Sen. David Lucas, D-Macon, decried the expansion opposition and the impact on rural Georgians who live in areas where medical care is sparse. Instead of helping these people and other needy Georgians, the Legislature has done myriad other things, including providing tax breaks for luxury jet makers such as Gulfstream, he said.

“Come May 20 (primary election day), folks will tell you how they feel,” Lucas said. “Don’t go and lie and say you didn’t know.”

Megan Harrison, a member of the Moral Monday steering committee, said the volunteers arrested included several clergy members. Harrison said Deal is playing with people’s lives by rejecting an expansion of Medicaid.

“Governor Deal is making a rhetorical, political point,” Harrison said.

Deal has said the state cannot afford the expansion once federal aid for the program disappears.

The Affordable Care Act would require the federal government to cover 100 percent of the costs for the first three years, with its share declining to no less than 90 percent thereafter.

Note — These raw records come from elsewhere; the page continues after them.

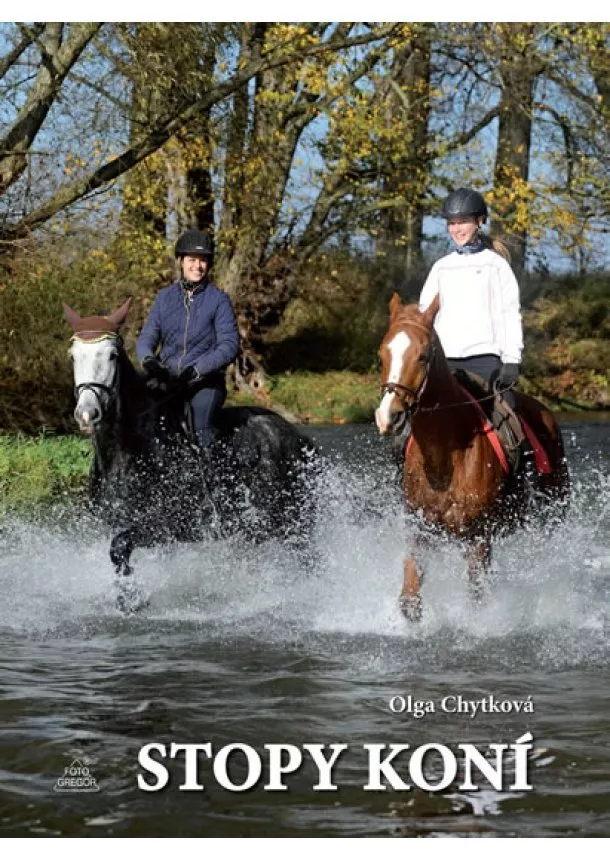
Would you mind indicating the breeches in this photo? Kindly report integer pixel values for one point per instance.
(205, 406)
(487, 367)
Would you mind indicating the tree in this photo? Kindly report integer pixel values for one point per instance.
(57, 52)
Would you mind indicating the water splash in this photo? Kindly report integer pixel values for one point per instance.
(549, 588)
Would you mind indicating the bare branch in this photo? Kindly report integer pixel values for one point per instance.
(148, 143)
(29, 36)
(53, 69)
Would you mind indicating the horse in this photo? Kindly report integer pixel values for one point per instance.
(454, 474)
(151, 483)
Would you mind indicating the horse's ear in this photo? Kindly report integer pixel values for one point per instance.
(70, 316)
(395, 305)
(431, 311)
(117, 317)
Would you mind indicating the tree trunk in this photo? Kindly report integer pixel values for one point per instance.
(405, 180)
(511, 173)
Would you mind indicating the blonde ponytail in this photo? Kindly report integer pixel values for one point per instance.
(494, 243)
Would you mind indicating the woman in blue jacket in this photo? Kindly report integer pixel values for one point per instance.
(193, 325)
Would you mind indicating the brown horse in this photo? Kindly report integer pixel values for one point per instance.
(453, 474)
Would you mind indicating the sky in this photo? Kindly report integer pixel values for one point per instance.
(315, 10)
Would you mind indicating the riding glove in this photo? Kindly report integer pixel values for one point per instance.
(509, 374)
(154, 369)
(189, 376)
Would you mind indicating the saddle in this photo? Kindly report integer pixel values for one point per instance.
(504, 420)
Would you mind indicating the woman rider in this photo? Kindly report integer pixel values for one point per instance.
(193, 325)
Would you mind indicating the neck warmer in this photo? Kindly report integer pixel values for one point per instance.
(193, 286)
(473, 247)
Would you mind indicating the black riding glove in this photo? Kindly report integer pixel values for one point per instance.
(154, 369)
(189, 377)
(157, 375)
(508, 376)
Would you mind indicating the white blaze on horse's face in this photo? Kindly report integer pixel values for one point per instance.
(95, 367)
(397, 347)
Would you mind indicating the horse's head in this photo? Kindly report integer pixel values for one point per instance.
(95, 353)
(406, 353)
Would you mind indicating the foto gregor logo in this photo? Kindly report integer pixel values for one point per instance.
(77, 777)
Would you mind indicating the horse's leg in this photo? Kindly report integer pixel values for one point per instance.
(129, 599)
(479, 557)
(121, 548)
(410, 596)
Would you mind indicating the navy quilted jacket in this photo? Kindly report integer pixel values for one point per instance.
(200, 331)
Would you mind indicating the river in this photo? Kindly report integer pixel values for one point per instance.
(240, 645)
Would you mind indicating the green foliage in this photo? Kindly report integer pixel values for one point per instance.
(35, 472)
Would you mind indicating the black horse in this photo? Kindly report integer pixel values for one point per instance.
(152, 484)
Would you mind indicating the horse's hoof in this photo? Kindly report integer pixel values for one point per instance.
(476, 591)
(410, 606)
(130, 599)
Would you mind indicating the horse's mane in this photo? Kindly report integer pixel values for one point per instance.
(408, 315)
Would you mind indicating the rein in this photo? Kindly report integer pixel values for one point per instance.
(96, 387)
(401, 391)
(109, 390)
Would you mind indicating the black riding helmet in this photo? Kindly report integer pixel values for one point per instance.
(195, 242)
(464, 203)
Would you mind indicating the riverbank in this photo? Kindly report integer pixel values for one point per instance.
(37, 472)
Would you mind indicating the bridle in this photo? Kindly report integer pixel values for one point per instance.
(403, 391)
(97, 388)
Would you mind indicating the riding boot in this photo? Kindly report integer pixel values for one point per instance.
(508, 427)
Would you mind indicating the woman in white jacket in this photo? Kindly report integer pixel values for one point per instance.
(479, 320)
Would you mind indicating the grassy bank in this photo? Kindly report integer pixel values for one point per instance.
(41, 470)
(38, 471)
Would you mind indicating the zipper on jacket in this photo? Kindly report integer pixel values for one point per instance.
(187, 307)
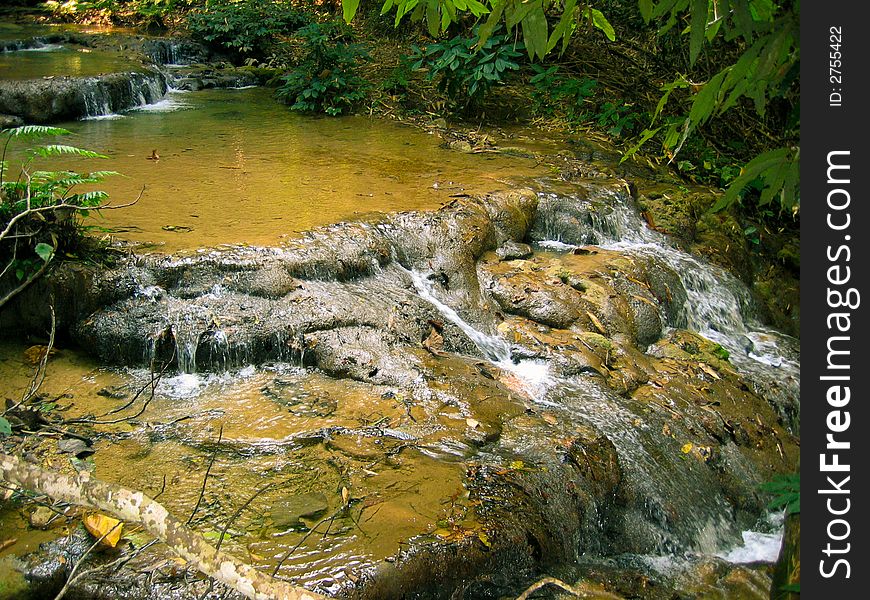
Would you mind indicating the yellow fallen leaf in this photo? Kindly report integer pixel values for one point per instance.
(597, 323)
(709, 371)
(107, 528)
(443, 533)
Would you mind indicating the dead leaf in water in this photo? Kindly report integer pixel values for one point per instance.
(107, 528)
(35, 354)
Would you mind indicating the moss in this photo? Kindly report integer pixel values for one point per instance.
(12, 582)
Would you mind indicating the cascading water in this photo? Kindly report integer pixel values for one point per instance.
(718, 305)
(534, 374)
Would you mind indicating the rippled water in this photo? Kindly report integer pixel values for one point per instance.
(55, 60)
(237, 167)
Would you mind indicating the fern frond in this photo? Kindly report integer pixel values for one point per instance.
(34, 131)
(60, 149)
(89, 199)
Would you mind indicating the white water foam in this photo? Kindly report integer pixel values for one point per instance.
(533, 374)
(108, 117)
(170, 103)
(756, 547)
(42, 48)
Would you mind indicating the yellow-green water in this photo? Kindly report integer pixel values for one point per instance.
(394, 490)
(57, 61)
(236, 167)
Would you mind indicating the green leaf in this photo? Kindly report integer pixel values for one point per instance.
(646, 135)
(646, 7)
(59, 149)
(45, 252)
(760, 166)
(706, 100)
(535, 32)
(698, 28)
(515, 14)
(601, 22)
(34, 131)
(349, 8)
(433, 21)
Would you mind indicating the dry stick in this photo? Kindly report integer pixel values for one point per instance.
(578, 591)
(136, 507)
(305, 537)
(72, 574)
(38, 377)
(239, 511)
(205, 479)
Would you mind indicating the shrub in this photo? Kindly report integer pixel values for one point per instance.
(466, 72)
(249, 27)
(38, 209)
(327, 78)
(556, 93)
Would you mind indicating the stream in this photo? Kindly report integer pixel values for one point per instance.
(333, 307)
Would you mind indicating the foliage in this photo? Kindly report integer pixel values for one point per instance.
(767, 68)
(786, 490)
(553, 89)
(531, 16)
(38, 208)
(619, 119)
(148, 11)
(467, 69)
(327, 78)
(248, 27)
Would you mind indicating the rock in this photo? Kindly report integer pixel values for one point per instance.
(788, 566)
(511, 250)
(76, 447)
(41, 517)
(68, 98)
(9, 121)
(115, 392)
(527, 294)
(288, 512)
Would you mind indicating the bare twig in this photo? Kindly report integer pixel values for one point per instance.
(134, 506)
(72, 575)
(580, 590)
(205, 479)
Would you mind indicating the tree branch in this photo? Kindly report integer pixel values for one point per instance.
(136, 507)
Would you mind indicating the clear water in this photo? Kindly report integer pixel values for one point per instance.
(56, 61)
(236, 167)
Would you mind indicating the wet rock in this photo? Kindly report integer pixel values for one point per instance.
(511, 250)
(41, 517)
(9, 121)
(512, 214)
(787, 571)
(55, 99)
(75, 446)
(363, 354)
(114, 392)
(528, 295)
(288, 513)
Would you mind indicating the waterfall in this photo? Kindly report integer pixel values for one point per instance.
(106, 95)
(534, 374)
(718, 305)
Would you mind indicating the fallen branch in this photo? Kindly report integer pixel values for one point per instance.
(136, 507)
(578, 591)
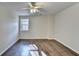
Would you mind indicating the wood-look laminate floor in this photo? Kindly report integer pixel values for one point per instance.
(50, 47)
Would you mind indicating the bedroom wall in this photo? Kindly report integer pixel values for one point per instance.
(67, 27)
(8, 28)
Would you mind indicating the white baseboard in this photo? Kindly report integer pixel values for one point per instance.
(51, 38)
(8, 47)
(68, 46)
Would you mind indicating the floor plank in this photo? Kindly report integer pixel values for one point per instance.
(50, 47)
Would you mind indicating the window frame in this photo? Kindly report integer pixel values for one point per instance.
(23, 17)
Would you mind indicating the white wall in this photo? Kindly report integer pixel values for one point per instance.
(8, 28)
(67, 27)
(39, 28)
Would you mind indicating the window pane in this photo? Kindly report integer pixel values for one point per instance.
(24, 23)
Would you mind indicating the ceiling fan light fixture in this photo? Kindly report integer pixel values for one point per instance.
(34, 10)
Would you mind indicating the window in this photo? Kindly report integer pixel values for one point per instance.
(24, 24)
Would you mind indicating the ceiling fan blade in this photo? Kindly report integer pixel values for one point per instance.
(33, 4)
(26, 8)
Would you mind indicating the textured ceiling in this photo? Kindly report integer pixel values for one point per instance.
(48, 7)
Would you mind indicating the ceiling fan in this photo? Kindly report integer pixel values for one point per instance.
(33, 8)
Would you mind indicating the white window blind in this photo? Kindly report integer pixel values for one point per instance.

The protests were carefully orchestrated, and a number of reporters and camera operators were on hand for the Senate gallery arrests, having been tipped off by the group. Three state troopers were in the gallery when the protest started, but their number swelled to more than a dozen almost immediately.

As the group’s name suggests, most of the protests have occurred on Mondays, but the Legislature was not in session this Monday. Tuesday marks the 39th day of the 40-day session and promises to be a long day of wrangling as lawmakers try to get their bills passed before midnight of the final workday, which will be Thursday.

Protests continued outside the Capitol as lawmakers pushed dozens of bills to passage in an attempt to beat the legislative clock.